The big news that’s rocking the physics, electrical and electronics engineering fields is the proof of the existence of the memristor. “Mem-what?” Well, that’s what my initial reaction was, too. The memristor is apparently the missing fourth fundamental basic element of electrical circuits, alongside the resistor, the capacitor, and the inductor. And the cool thing about this is that the memristor was first hypothesized in 1971 by Leon Chua, a Filipino-American professor at the University of California at Berkeley who got his degree in B.S. Electrical Engineering at the Mapúa Institute of Technology in 1959, here in the Philippines! Yay, Pinoy!

 Diagram showing the relationships between the resistor, capacitor, inductor, and memristor with voltage, current, magnetic flux, and charge.

Basically, the memristor, short for “memory resistor,” is a passive electrical device whose electrical resistance is a function of how much current had passed through it (well, more or less). To imagine how this works, think of an incandescent light bulb connected to a DC battery. A light bulb is actually just a simple resistor (that simply happens to give off light). This light bulb shines at a steady brightness because it has a constant resistance and is fed by a constant voltage and passes through a constant current. Now imagine that the light bulb has characteristics of a memristor instead of a resistor. What happens is that the light bulb will grow progressively brighter the longer it is connected to the battery—it’s resistance decreases. Now, reverse the connection of the memristor light bulb to the battery (swapping the electrodes) and you should see it grow progressively dimmer—it’s resistance increases.

The memristor was developed by engineers at HP Labs last month and was announced on April 30 (see the articles in Nature and the EE Times.) What the HP engineers did was to dope a thin film of titanium-dioxide with depleted oxygen atoms and the oxygen “holes” move—increasing or decreasing the film’s resistance—when an electrical current is applied to the film in one or the other direction.

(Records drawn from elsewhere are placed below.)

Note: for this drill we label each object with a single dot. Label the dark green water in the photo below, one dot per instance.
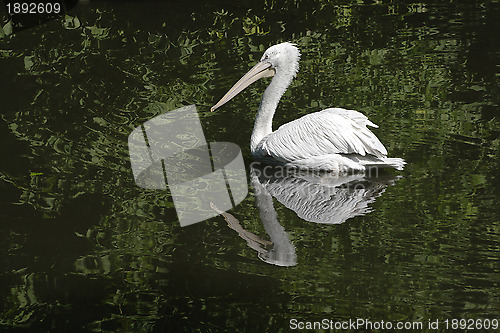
(83, 248)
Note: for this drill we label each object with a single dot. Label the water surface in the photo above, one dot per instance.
(83, 247)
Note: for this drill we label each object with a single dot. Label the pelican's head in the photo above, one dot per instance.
(279, 59)
(283, 58)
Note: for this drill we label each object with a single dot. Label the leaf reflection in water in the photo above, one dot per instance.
(315, 197)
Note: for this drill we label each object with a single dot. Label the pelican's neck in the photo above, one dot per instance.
(264, 120)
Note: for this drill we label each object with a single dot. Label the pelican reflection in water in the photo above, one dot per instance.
(335, 139)
(315, 197)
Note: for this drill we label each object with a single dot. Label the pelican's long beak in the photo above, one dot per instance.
(262, 69)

One good application of memristors is as a form of memory storage. While DRAMs (e.g., your typical SDRAM) store binary 1’s and 0’s via charged or uncharged capacitors, memory-based memristors store 1’s and 0’s via high and low resistances. And unlike DRAMs that lose their data when power is turned off, memristors don’t. As a proof of concept, the guys at HP Labs have managed to use memristors to store 100 gigabits on a single die in one square centimeter. While this is comparable to today’s existing hard disks and flash drives, the prototype memristor storage has access times similar to DRAMs—much, much faster! And these are just prototypes. HP thinks that they can push the storage up to 1 terabit or more. (See this ars technica article to learn more.)

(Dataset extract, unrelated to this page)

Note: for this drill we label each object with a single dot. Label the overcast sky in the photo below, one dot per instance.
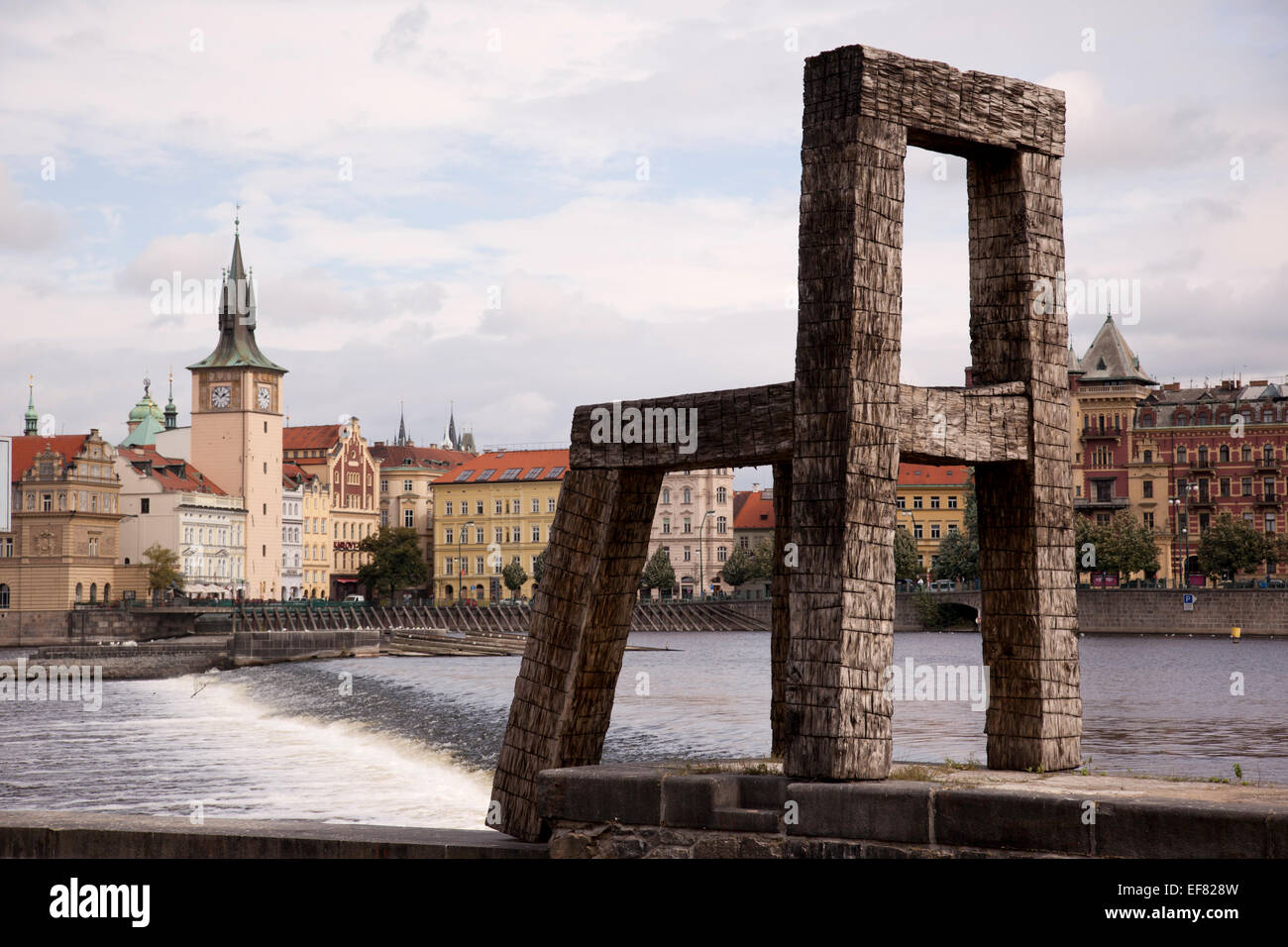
(527, 206)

One particularly interesting property of the titanium-dioxide memristor is that its effect becomes more pronounced the smaller it becomes. Plus, it doesn’t generate the excess heat that’s now cooking your thighs underneath your laptop. Memristors have far-reaching implications for the computer industry because memristor-based transistors can be constructed much, much smaller than today’s semiconductor-based transistors, thus potentially pushing Moore’s Law a lot further into the future, something that had been troubling the semiconductor industry for sometime now.

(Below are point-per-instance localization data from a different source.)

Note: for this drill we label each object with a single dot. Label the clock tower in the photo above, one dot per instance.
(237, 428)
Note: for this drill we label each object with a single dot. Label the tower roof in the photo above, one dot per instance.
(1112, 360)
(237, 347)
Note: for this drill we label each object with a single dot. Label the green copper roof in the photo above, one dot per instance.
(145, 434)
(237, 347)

It’s a good thing that I’m already done with my B.S. Computer Engineering degree. The reality of the memristor means that electrical and electronics textbooks definitely need to be rewritten. I have a good cognitive grasp of how resistors and capacitors work, but somehow, inductors fumble me. What more with memristors! Hehehe.  :)

A big thanks to Urbano for blogging about the memristor. The image above is from the Wikimedia Commons.